3.緊急事態ではそれに対応する政府は様々なことに同時並行的に対応し、多くの判断を即断的に行い、それらを遂行する必要がある。そのような状況であればこそ、意思決定過程や事務事業の実績はリアルタイムで客観的・合理的に記録され、共有されている必要がある。

 「改善策たたき台(案)」では、「事前にマニュアル等を整備し、歴史的緊急事態に対応する会議等の議事内容の記録の作成、事後作成の場合の方法・期限、記録の作成の責任体制、記録の作成も含めた訓練等を行うなどを明確化する等の措置」を事前対応として行うこととされている。これらのことは、対策として講じておいた方が良いとは言えるが、そもそも議事録等の意思決定過程の記録が欠落したままで、効果的な震災・原発事故対応が行われたのかという視点に欠けている。

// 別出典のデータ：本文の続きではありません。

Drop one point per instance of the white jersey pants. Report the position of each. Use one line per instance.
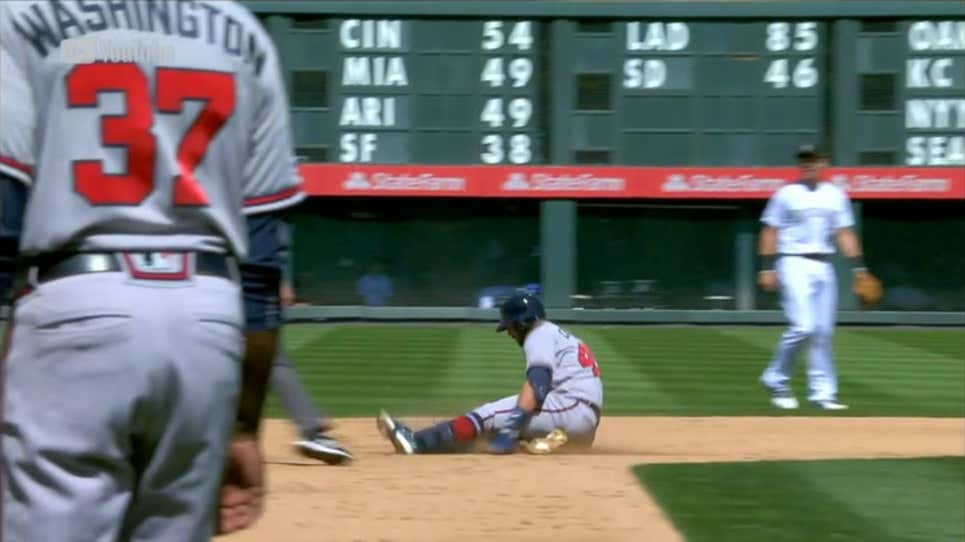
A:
(809, 297)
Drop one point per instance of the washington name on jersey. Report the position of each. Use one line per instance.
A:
(45, 26)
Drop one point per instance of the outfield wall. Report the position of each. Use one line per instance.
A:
(612, 316)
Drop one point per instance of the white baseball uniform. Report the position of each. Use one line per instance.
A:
(576, 397)
(806, 220)
(143, 130)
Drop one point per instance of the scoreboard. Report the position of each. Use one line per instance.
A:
(693, 92)
(504, 89)
(436, 90)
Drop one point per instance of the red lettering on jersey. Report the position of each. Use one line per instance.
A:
(587, 359)
(132, 130)
(217, 90)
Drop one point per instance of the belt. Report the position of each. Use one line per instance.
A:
(593, 407)
(57, 266)
(817, 256)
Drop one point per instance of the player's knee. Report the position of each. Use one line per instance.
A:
(802, 332)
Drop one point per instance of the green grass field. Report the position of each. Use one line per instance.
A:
(886, 500)
(353, 370)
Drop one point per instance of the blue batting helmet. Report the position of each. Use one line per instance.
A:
(522, 308)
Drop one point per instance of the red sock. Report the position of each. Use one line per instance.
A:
(464, 429)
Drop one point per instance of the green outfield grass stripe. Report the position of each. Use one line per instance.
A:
(682, 365)
(686, 370)
(851, 500)
(948, 343)
(623, 383)
(872, 372)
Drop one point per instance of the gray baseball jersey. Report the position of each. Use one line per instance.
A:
(138, 126)
(159, 119)
(575, 370)
(576, 385)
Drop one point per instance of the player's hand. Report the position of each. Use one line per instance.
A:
(286, 294)
(767, 280)
(243, 485)
(506, 441)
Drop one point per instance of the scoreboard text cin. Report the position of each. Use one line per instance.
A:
(373, 61)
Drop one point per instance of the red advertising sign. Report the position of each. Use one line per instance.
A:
(573, 182)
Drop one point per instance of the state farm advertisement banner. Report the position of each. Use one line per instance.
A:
(619, 182)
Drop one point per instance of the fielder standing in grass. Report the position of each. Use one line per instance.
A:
(562, 391)
(800, 222)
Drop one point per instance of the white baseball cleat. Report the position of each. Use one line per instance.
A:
(784, 402)
(401, 436)
(830, 404)
(545, 445)
(324, 448)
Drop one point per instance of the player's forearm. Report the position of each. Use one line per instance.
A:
(767, 248)
(849, 243)
(527, 398)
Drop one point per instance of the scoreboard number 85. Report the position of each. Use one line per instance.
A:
(800, 37)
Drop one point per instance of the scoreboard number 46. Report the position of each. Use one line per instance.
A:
(799, 37)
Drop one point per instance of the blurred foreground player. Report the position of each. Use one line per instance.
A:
(122, 386)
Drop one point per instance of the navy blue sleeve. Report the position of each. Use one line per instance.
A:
(541, 378)
(13, 201)
(269, 238)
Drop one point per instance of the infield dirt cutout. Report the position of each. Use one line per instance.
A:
(590, 497)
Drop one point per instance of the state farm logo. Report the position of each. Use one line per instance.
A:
(698, 182)
(357, 181)
(402, 182)
(584, 182)
(516, 181)
(903, 183)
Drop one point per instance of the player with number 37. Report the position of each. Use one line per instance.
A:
(560, 401)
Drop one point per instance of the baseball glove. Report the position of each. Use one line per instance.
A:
(868, 289)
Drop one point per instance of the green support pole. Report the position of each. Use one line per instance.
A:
(844, 98)
(558, 253)
(745, 249)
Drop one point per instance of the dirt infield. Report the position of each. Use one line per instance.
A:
(387, 497)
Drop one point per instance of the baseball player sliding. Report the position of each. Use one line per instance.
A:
(800, 221)
(123, 387)
(562, 391)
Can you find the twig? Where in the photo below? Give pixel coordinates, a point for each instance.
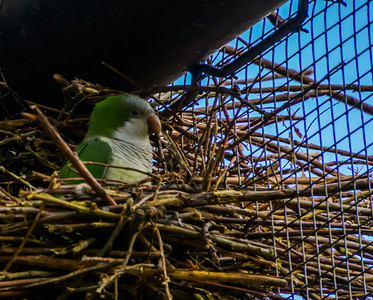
(28, 233)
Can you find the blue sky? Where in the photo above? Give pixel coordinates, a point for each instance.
(336, 34)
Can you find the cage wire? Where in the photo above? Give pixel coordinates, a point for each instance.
(264, 179)
(301, 121)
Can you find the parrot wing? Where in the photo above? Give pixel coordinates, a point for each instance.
(91, 151)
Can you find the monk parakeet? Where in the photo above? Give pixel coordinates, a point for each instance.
(118, 135)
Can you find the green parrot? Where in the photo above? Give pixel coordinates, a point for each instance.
(118, 135)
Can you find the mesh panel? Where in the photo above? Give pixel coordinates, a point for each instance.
(295, 122)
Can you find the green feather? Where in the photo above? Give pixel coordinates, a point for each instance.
(95, 151)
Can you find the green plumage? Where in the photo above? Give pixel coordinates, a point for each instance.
(118, 135)
(95, 151)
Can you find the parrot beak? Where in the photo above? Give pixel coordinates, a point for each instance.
(154, 125)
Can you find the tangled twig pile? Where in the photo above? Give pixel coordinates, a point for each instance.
(213, 222)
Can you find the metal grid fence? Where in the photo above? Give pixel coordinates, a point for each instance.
(297, 118)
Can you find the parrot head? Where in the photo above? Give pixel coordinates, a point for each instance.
(123, 115)
(118, 135)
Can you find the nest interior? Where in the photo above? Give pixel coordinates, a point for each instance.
(259, 191)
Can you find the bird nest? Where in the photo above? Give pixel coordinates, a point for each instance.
(205, 224)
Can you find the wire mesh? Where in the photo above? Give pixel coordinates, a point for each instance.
(297, 118)
(265, 173)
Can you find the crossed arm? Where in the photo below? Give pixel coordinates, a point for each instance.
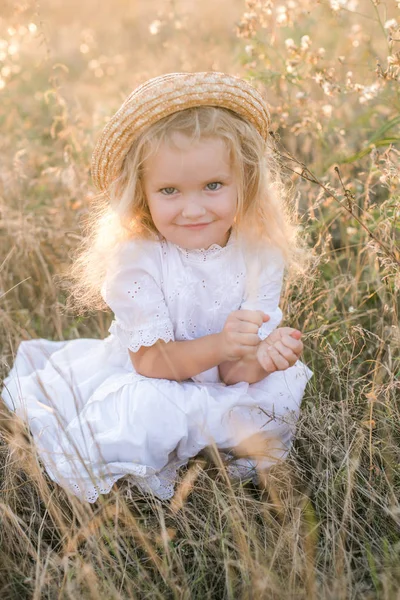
(185, 359)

 記録の作成とはそもそも、事後の情報公開が後世の歴史的検証に委ねるために行うものではなく、今現在の行政の適正な運営・執行のために作成されるものであり、また今を生きている市民の生活や健康に貢献すべきものである。確かに、緊急事態における政府の対応は、煩雑・繁忙を極め、発生当初は限られた情報の中で対策を講じざるを得ないこともあり、また同時並行的に様々な事象が動き、業務を遂行しなければならない事態であり、このような中で「議事録」という体裁を整えることに時間を費やすのは、合理的選択ではない。

 しかしながら、どのような情報や政策が取捨選択をされたのか、それに誰が関与していたのか、誰がどのような背景で指示を行ったのか、決定を行ったのかなどの意思決定に至るプロセスがリアルタイムに記録され、共有されていないのは、政府の対応の混乱や不備を招き、結果的に市民に向けて発信される情報の混乱や、必要な情報が提供されないなどの市民生活や市民の健康に大きな影響を及ぼすことになる。これは、危機管理の失敗というだけでなく、行政運営の失敗ともいうべき問題であることは、今回の緊急事態において多くの市民が痛感したところであろう。

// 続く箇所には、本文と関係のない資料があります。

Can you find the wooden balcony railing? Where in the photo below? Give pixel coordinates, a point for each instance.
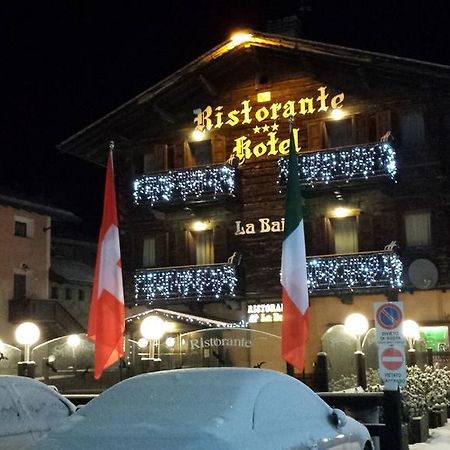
(208, 282)
(343, 164)
(196, 184)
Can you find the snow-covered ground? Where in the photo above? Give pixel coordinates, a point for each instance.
(439, 439)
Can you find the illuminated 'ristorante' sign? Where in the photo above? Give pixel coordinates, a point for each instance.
(264, 120)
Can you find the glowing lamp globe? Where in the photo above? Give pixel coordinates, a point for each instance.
(27, 333)
(73, 340)
(153, 328)
(142, 343)
(410, 329)
(356, 324)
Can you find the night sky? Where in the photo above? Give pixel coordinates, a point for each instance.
(64, 64)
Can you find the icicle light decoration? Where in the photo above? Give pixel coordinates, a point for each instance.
(343, 164)
(217, 281)
(185, 184)
(356, 271)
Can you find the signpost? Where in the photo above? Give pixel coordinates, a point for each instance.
(391, 344)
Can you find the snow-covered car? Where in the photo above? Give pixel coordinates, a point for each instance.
(29, 409)
(208, 408)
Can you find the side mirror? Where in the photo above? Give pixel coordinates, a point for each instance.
(338, 417)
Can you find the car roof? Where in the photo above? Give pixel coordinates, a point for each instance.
(207, 397)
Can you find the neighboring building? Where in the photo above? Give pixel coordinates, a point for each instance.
(26, 234)
(202, 221)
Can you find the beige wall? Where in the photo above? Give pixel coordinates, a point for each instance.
(33, 250)
(424, 307)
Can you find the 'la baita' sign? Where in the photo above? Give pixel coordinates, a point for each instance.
(215, 118)
(263, 225)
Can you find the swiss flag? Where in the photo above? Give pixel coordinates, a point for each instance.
(107, 314)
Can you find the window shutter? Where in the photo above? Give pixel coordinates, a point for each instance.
(361, 129)
(315, 135)
(161, 249)
(383, 123)
(218, 149)
(178, 155)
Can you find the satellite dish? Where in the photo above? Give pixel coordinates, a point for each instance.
(423, 274)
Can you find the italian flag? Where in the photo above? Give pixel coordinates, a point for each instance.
(294, 330)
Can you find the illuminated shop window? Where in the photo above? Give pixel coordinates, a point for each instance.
(418, 229)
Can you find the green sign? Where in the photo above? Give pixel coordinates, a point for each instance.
(436, 337)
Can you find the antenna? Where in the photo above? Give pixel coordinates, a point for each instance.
(423, 274)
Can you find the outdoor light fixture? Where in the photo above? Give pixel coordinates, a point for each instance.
(200, 225)
(27, 334)
(142, 343)
(153, 329)
(170, 342)
(341, 212)
(240, 37)
(337, 114)
(262, 97)
(357, 325)
(198, 135)
(73, 341)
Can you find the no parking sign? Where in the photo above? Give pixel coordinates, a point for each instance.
(391, 344)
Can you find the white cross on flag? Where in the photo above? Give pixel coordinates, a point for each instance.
(107, 314)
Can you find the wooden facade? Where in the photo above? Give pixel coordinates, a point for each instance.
(397, 208)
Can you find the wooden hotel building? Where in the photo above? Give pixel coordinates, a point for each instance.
(200, 162)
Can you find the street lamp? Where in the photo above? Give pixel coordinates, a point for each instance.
(73, 341)
(27, 334)
(357, 325)
(411, 331)
(153, 329)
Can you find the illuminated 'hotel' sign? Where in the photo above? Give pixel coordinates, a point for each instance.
(214, 118)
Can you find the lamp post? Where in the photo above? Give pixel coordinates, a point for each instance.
(27, 334)
(153, 329)
(357, 325)
(411, 331)
(73, 341)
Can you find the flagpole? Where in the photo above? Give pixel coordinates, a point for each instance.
(290, 370)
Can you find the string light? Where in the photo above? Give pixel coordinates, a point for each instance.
(214, 280)
(343, 164)
(358, 271)
(181, 185)
(187, 318)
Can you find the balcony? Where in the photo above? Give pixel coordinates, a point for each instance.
(343, 165)
(192, 185)
(210, 282)
(358, 272)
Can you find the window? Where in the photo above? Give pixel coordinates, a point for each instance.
(204, 247)
(20, 229)
(201, 153)
(148, 252)
(345, 232)
(412, 129)
(338, 133)
(155, 159)
(418, 229)
(20, 286)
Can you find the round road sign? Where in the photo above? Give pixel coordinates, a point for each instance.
(392, 358)
(389, 316)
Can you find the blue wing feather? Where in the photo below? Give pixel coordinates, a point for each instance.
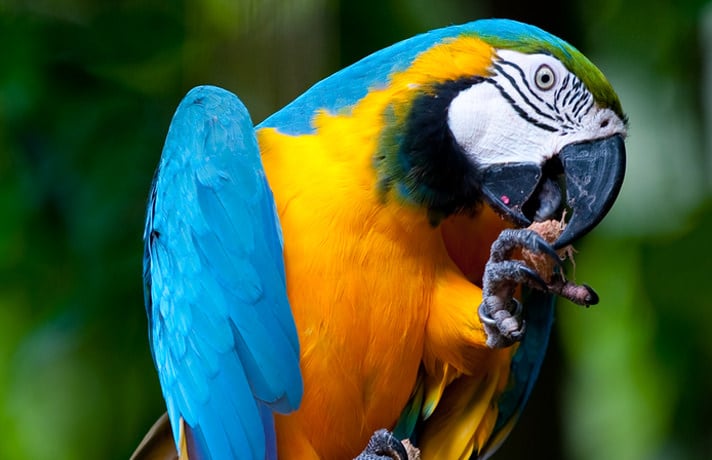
(222, 335)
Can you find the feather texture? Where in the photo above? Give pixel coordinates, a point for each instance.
(222, 334)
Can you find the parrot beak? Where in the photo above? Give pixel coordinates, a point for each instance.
(593, 174)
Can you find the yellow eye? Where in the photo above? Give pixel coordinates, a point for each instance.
(544, 77)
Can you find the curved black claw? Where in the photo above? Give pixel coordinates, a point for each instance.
(383, 446)
(501, 314)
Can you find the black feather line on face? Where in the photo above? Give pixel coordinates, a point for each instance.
(437, 172)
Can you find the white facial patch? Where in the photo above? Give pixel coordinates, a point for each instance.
(527, 111)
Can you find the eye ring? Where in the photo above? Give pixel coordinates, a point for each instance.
(544, 77)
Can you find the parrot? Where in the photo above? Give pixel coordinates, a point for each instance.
(344, 275)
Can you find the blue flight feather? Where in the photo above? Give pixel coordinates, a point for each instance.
(222, 334)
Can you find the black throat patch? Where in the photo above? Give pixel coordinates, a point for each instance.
(421, 159)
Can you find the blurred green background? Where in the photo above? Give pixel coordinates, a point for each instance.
(87, 89)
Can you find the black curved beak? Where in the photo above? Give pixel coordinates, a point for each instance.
(593, 174)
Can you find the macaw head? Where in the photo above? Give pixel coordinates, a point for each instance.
(495, 111)
(543, 129)
(534, 129)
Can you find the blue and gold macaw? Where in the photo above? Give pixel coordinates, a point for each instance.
(348, 264)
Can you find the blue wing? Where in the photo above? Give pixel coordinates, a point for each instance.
(221, 330)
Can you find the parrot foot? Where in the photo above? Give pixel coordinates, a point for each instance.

 公文書管理委員会によって各会議体に対して行ったヒアリング調査では、例えば原子力災害対策本部は「出席者による議事メモ、記録等は存在しているが、本部として確認された議事概要は未作成」と回答しており、組織として記録が作成されていないため客観的な記録の共有がなされずに対応が行われていたことが明らかになっている。事後に記録を作成すればよいという問題ではないということを明確に認識し、議事録の体裁を整えるのは事後でも可であっても、客観的な記録の作成と共有は、非常事態の対応であるこそ必要であることを確認すべきである。

*1 「公文書等の適切な管理、保存及び利用のための体制整備について-未来に残す歴史的文書・アーカイブズの充実に向けて-」(公文書等の適切な管理、保存及び利用に関する懇談会第一次報告書 平成16年6月28日)5ページ

「現実は、戦後の日本についての記録を知りたければ、むしろ米国の国立公文書館を訪ねた方がよいというのが研究者の一般的な認識である。例えば、国家賠償法(昭和22年法律第125号)の立法過程に関する記録は、我が国の国立公文書館において発見することはできないが、米国の国立公文書館に記録が存在する。10年ほど前に自らの機関で行われた意思決定がどのような経過でなされたかについての記録が当該機関(省庁)に存在せず、米国の国立公文書館で発見されたという話もある。
 戦後60年を経過しようとしているにもかかわらず、戦後を対象とした歴史研究がほとんどなされていないのも公文書等の体系的保存がなされていないことと無関係ではない。1950年代を対象とした数少ない歴史研究は、ほとんどが、関係者へのインタビューや口述記録や雑誌記事、報道等、さらには米国国立公文書館所蔵の資料で客観的資料の不足を克服しようとしたものであって、国立公文書館所蔵の公文書等は、ほとんど貢献していない。歴史の実証研究という観点からいって諸外国に比べて大きな制約がある。」(http://www8.cao.go.jp/chosei/koubun/kako_kaigi/kondankai/houkokusho1/houkokusho1.pdf)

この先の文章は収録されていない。